I. 8.7
(Armstrong Selection and Translation from the Enneads)
But how then is it necessary that if the Good exists, so should the Bad? Is it because there must be matter in the All? This All [the visible universe] must certainly be composed of opposite principles: it would not exist at all if matter did not exist. For the generation of this universe was a mixed result of the combination of intellect and necessity.’ What comes into it from God is good; the evil comes from the ‘ancient nature’ (Plato means the underlying matter not yet set in order). But what does he mean by ‘mortal nature’, granted that ‘this place’ refers to the All? The answer is given where he says, ‘ Since you have come into being, you are not immortal, but you shall by no means be dissolved through me.’ If this is so, the statement is correct that ‘evils will never be done away with’. How then is one to escape? Not by movement in place, Plato says, but by winning virtue and separating oneself from the body: for in this way one separates oneself from matter as well, since the man who lives in close connexion with the body is also closely connected with matter.
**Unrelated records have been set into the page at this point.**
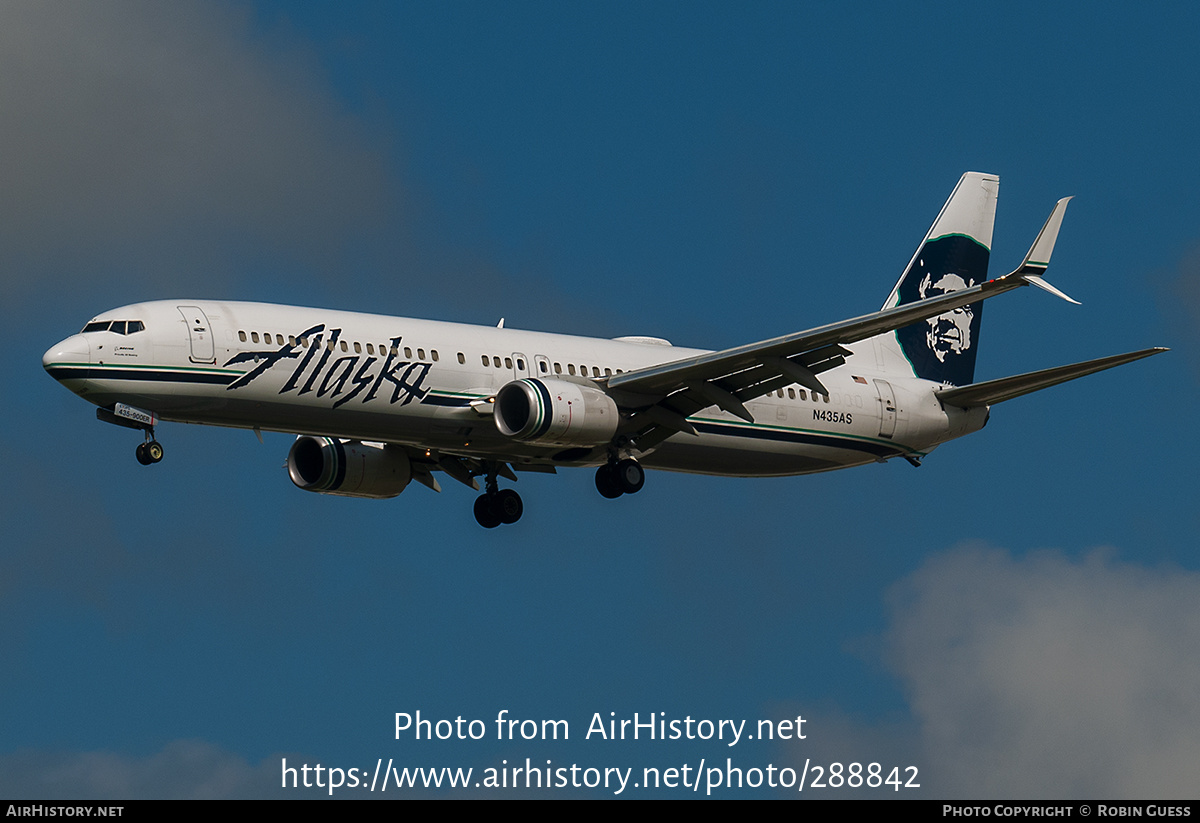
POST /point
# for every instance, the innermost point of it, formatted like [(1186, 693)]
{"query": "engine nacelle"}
[(555, 413), (354, 469)]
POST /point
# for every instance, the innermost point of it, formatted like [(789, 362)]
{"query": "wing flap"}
[(1007, 388)]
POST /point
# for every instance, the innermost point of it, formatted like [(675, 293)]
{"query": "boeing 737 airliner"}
[(378, 401)]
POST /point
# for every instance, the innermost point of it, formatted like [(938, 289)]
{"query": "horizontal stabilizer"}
[(1038, 259), (1007, 388)]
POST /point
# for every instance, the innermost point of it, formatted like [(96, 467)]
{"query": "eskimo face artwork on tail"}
[(942, 348)]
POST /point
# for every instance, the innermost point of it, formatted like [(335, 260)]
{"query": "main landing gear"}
[(150, 451), (623, 476), (497, 505)]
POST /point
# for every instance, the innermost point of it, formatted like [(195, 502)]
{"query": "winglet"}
[(1038, 259)]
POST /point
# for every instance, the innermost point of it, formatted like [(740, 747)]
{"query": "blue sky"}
[(1017, 618)]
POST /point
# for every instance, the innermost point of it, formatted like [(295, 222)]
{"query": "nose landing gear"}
[(150, 451)]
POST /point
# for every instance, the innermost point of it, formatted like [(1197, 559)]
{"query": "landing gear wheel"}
[(487, 515), (508, 505), (606, 482), (630, 475)]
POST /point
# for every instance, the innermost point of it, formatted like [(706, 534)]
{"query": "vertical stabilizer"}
[(953, 256)]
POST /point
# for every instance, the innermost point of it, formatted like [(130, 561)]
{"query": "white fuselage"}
[(429, 384)]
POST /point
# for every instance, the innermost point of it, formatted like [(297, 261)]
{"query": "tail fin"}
[(953, 256)]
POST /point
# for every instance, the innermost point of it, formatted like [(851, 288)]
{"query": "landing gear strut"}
[(623, 476), (497, 505)]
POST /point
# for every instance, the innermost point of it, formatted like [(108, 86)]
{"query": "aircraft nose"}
[(66, 358)]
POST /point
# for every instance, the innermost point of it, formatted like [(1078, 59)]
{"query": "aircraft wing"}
[(1007, 388)]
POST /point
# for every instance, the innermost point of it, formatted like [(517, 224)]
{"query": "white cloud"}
[(184, 769)]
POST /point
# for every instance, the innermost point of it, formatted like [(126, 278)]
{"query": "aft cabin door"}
[(199, 332), (887, 408)]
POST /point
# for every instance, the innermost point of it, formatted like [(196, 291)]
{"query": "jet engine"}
[(555, 413), (351, 468)]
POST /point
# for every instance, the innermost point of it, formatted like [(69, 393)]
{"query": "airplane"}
[(378, 402)]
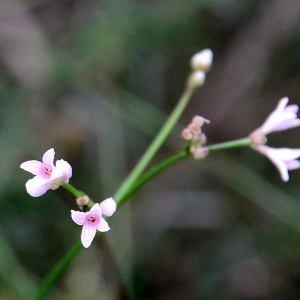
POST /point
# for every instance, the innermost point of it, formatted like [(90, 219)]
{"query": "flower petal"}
[(88, 234), (37, 186), (103, 226), (108, 206), (48, 158), (96, 210), (78, 217), (34, 167)]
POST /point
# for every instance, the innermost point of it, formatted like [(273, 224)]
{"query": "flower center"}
[(48, 172), (92, 218)]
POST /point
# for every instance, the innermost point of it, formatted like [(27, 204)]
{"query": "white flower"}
[(284, 159), (48, 176), (282, 118), (202, 60), (93, 220)]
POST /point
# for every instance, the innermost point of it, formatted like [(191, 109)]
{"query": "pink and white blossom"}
[(284, 159), (283, 117), (47, 175), (93, 220)]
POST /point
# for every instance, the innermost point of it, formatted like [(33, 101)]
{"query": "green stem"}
[(244, 142), (73, 190), (154, 171), (154, 146), (57, 271), (77, 193)]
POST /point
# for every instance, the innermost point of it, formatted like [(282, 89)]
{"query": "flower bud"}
[(186, 134), (196, 79), (200, 152), (202, 60), (83, 200)]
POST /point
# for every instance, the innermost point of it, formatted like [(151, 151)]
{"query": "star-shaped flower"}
[(283, 117), (93, 220), (284, 159), (47, 175)]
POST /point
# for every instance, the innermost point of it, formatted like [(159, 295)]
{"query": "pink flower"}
[(282, 118), (93, 220), (284, 159), (47, 176)]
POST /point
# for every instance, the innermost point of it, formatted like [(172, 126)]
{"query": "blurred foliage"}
[(96, 79)]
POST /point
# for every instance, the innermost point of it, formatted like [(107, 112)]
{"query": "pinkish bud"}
[(202, 60), (186, 134)]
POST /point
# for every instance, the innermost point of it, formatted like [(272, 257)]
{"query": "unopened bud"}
[(200, 152), (196, 79), (186, 134), (202, 60)]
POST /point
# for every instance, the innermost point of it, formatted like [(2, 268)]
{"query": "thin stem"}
[(244, 142), (153, 172), (73, 190), (57, 271), (77, 193), (154, 146)]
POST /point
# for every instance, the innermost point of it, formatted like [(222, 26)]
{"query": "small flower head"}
[(282, 118), (196, 79), (47, 175), (284, 159), (196, 137), (93, 220), (202, 60)]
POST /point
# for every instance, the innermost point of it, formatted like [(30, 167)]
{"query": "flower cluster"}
[(200, 64), (196, 137), (282, 118), (47, 175)]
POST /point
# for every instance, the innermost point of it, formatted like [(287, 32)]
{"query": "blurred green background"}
[(96, 79)]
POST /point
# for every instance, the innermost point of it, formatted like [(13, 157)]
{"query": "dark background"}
[(96, 79)]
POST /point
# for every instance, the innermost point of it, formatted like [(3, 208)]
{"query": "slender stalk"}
[(153, 172), (73, 190), (244, 142), (155, 145), (57, 271)]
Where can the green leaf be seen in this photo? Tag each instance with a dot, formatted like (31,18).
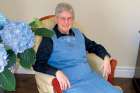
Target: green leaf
(11,58)
(43,32)
(27,58)
(0,40)
(7,80)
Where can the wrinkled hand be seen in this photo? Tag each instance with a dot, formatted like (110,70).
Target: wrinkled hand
(106,67)
(63,80)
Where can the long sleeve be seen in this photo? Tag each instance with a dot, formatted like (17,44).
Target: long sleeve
(42,56)
(93,47)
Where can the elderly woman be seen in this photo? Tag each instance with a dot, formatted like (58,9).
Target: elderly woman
(65,56)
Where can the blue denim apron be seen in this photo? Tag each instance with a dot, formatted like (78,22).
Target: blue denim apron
(69,55)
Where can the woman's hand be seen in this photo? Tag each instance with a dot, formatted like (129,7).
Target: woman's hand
(106,67)
(63,80)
Plato himself explains somewhere about separating or not separating oneself: but being ‘ among the gods’ means ‘ among the beings of the world of Nous’; for these are the immortals.
One can grasp the necessity of evil in this way too. Since not only the Good exists, there must be an ultimate limit to the process of going out past it, or, if one prefers to put it like this, going down or going away: and this last, after which nothing else can come into being, is the Bad. Now it is necessary that what comes after the First should exist, and therefore that the Last should exist; and this is matter, which possesses nothing at all of the Good. And in this way too the Bad is necessary.